The previous post dealt with those of us who do not entirely agree with the orthodoxy of either political party. This year Barack Obama is receiving the support of some voters who fit this description. Ronald Brownstein compares the views of Obama and Hillary Clinton, finding that Clinton’s views are more characteristic of the old New Deal coalition while ironically Obama appeals more to the new Democratic voters who Bill Clinton brought into the party:
Proposal by proposal, Hillary Rodham Clinton and Barack Obama are constructing policy agendas that present their party with mirror-image choices.
On domestic policy, Obama has shown much greater willingness than Clinton to challenge liberal orthodoxy and the powerful Democratic interest groups that defend it. On national security, though, Clinton has pushed against the party’s left-of-center consensus while Obama has embraced it. One candidate offers conformity at home and apostasy abroad; the other, the opposite.
Historical parallels are never exact, but with her tough-minded foreign policy, populist-tinged domestic agenda, and electoral coalition centered on blue-collar voters, Clinton looks like a 21st-century version of such classic New Deal Democrats as George Meany and Henry Jackson. By contrast, with his reformist domestic agenda, generally dovish foreign policy, and appeal to voters with college degrees, Obama recalls brainy neoliberals such as Gary Hart who emerged in opposition to the New Deal vision three decades ago…
Clinton hasn’t dodged all confrontations with Democratic interests. Her carefully constructed universal health care plan would require all individuals to buy insurance — an idea that most labor unions loathe. (Obama’s health plan has no such requirement.) She has also pledged to uphold fiscal discipline. But nothing in her domestic portfolio challenges Democratic sensibilities as much as her husband did by embracing welfare reform in 1992. Obama, even with his recent jab at “triangulation,” has been closer on domestic issues to the spirit of Bill Clinton’s 1992 campaign, when he promised to unite the country by challenging “brain-dead” thinking in both parties…
Ironically, Clinton is speaking primarily to the Democratic coalition that existed before her husband’s presidency, while Obama is closer to the upscale new voters that Bill Clinton attracted to the party.
Obama has made many statements which at least raise the possibility that he sees beyond the “brain-dead” thinking.
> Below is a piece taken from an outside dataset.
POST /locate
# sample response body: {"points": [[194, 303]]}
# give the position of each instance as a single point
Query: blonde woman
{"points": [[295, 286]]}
Unfortunately another aspect of his limited experience is lack of a track record on many national issues. Political campaigns tend to cause politicians to present more simplistic statements and adjust their views to those expected to play well that year. In 2003-4 I supported John Kerry primarily based upon what I saw in his public statements and record from prior to the race (and I still wonder if he would have had been more successful in the election if the real Kerry as opposed to the version created by the political experts had been out there campaigning). Obama has periodically promised to provide more details on his plans should he be elected. I continue to look forward to seeing this.